Antibiotik awal yang digunakan cephalosporin generasi ketiga untuk gram
negatif, metronidazole dan clindamycin untuk organisme anaerob (Doherty, 2006).
Daya cakupan dari mikroorganisme aerob dan anerob lebih penting daripada
pemilihan terapi tunggal atau kombinasi. Pemberian dosis antibiotikal awal yang kurang
adekuat berperan dalam kegagalan terapi. Penggunaan aminoglikosida harus diberikan
dengan hati-hati, karena gangguan ginjal merupakan salah satu gambaran klinis dari
peritonitis dan penurunan pH intraperitoneum dapat mengganggu aktivitas obat dalam
sel. Pemberian antibiotik diberikan sampai penderita tidak didapatkan demam, dengan
hitung sel darah putih yang normal (Doherty, 2006).
Kontrol Sepsis
Tujuan dari penanganan operatif pada peritonitis adalah untuk menghilangkan
semua material-material yang terinfeksi, mengkoreksi penyebab utama peritonitis dan
mencegah komplikasi lanjut. Kecuali pada peritonitis yang terlokalisasi, insisi midline
merupakan teknik operasi yang terbaik. Jika didapatkan jaringan yang terkontaminasi
dan menjadi fibrotik atau nekrosis, jaringan tersebut harus dibuang. Radikal
debridement yang rutin dari seluruh permukaan peritoneum dan organ dalam tidak
meningkatkan tingkat bertahan hidup. Penyakit primer lalu diobati, dan mungkin
memerlukan tindakan reseksi (ruptur apendik atau kandung empedu), perbaikan (ulkus
perforata) atau drainase (pankreatitis akut). Pemeriksaan kultur cairan dan jaringan
yang terinfeksi baik aerob maupun anaerob segera dilakukan setelah memasuki kavum
peritoneum (Doherty, 2006).
Peritoneal Lavage
Pada peritonitis difus, lavage dengan cairan kristaloid isotonik (> 3 liter) dapat
menghilangkan material-material seperti darah, gumpalan fibrin, serta bakteri.
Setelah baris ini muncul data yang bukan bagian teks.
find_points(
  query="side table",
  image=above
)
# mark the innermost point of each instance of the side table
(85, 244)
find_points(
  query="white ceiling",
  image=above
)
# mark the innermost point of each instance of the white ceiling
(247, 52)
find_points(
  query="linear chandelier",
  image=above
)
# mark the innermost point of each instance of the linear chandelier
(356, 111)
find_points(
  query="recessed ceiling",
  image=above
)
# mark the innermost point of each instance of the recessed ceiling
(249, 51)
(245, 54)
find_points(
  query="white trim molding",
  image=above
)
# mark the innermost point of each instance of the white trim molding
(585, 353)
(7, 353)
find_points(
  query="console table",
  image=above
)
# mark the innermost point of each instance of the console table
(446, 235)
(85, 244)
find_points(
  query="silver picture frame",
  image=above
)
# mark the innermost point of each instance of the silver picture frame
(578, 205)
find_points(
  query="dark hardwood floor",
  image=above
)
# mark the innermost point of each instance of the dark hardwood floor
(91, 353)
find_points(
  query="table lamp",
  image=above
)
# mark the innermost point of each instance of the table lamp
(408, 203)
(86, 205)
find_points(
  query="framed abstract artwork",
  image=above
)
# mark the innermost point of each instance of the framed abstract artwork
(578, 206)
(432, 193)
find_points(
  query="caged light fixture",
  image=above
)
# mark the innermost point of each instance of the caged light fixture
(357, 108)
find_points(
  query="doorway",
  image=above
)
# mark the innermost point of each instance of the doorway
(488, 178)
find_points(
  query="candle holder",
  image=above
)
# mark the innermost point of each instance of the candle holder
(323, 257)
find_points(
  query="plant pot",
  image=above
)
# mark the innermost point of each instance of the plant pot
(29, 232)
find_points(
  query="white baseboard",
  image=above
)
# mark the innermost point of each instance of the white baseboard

Penambahan antiseptik atau antibiotik pada cairan irigasi tidak berguna bahkan
berbahaya karena dapat memicu adhesi (misal: tetrasiklin, povidone-iodine). Antibiotik
yang diberikan cecara parenteral akan mencapai level bakterisidal pada cairan
peritoneum dan tidak ada efek tambahan pada pemberian bersama lavage. Terlebih
lagi, lavage dengan menggunakan aminoglikosida dapat menyebabkan depresi nafas
dan komplikasi anestesi karena kelompok obat ini menghambat kerja dari
neuromuscular junction. Setelah dilakukan lavage, semua cairan di kavum peritoneum
harus diaspirasi karena dapat menghambat mekanisme pertahanan lokal dengan
melarutkan benda asing dan membuang permukaan dimana fagosit menghancurkan
bakteri (Doherty, 2006).
Peritoneal Drainage
Penggunaan drain sangat penting untuk abses intra abdominal dan peritonitis lokal
dengan cairan yang cukup banyak. Drainase dari kavum peritoneal bebas tidak efektif
dan tidak sering dilakukan, karena drainase yang terpasang merupakan penghubung
dengan udara luar yang dapat menyebabkan kontaminasi. Drainase profilaksis pada
peritonitis difus tidak dapat mencegah pembentukan abses, bahkan dapat memicu
terbentuknya abses atau fistula. Drainase berguna pada infeksi fokal residual atau pada
kontaminasi lanjutan. Drainase diindikasikan untuk peradangan massa terlokalisasi atau
kavitas yang tidak dapat direseksi (Doherty, 2006).